In the south, Itochu’s project is worth approximately 15 billion yen ($146 million). Several financial institutions will provide project financing to cover some of the cost.

Construction could begin as early as the summer on a 460,000-sq.-kilometer plot owned by Mitsui Engineering. The facility is slated to come online in 2016 with a 45,000kW output capacity. Annually, the plant will generate 52.5 million kilowatt-hours, all of which will be sold to Kyushu Electric Power.

Itochu, which has a 50% stake, will be responsible for developing the plant. Kyudenko and Mitsui Engineering, with 30% and 20% interests respectively, will be charged with operation and maintenance.

Itochu is involved in renewable energy projects around the world, such as solar power in Spain and Greece, wind in the U.S. and geothermal in Indonesia, but this is its first key role at a domestic plant. It hopes its experience abroad will help it further develop the Japanese market.
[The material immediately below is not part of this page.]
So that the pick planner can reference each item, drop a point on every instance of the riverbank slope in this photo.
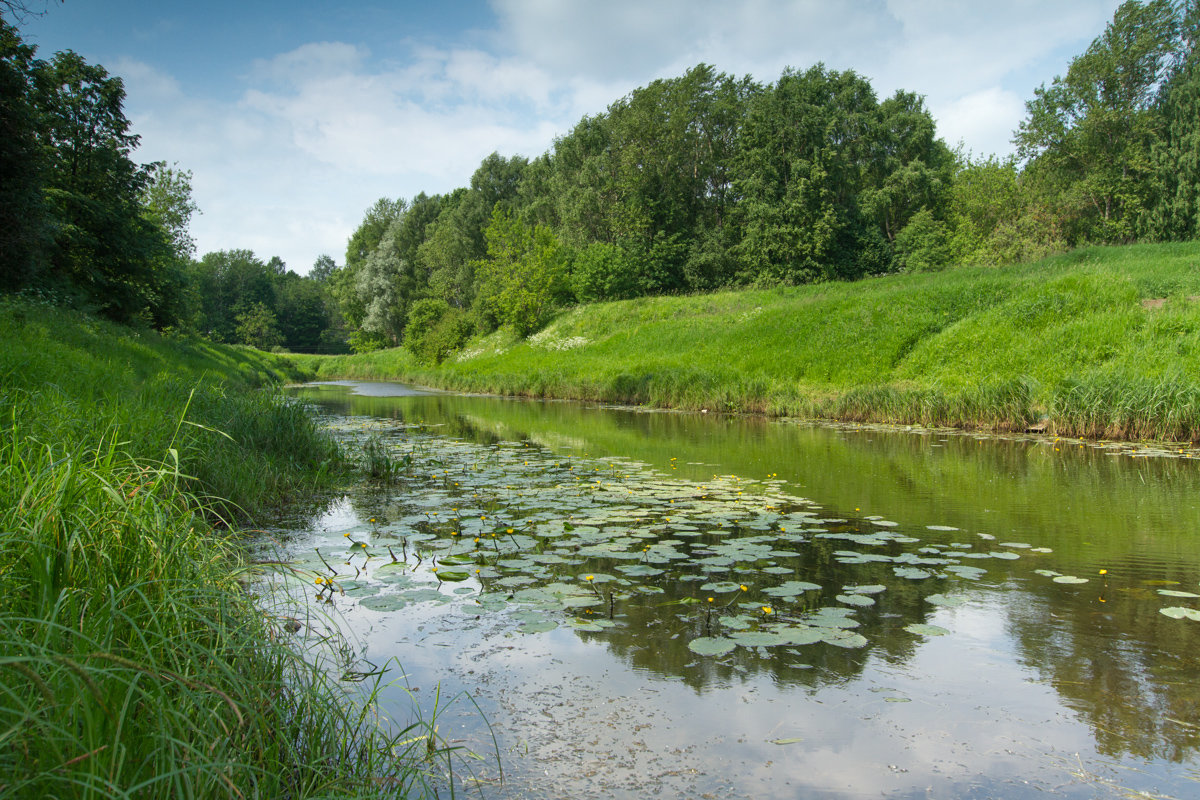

Upon completion of the Oita plant, it will preside over 470,000kW of renewable energy generating capacity worldwide.

Between July 2012 and the end of March, 8,780 megasolar facilities were approved for the feed-in tariff scheme that guarantees a fixed price for energy from renewable sources. Some 30% of these sites are located in the Kyushu region, which has large open areas and receives lots of sunlight. Competition over land for more plants is already intensifying in the region.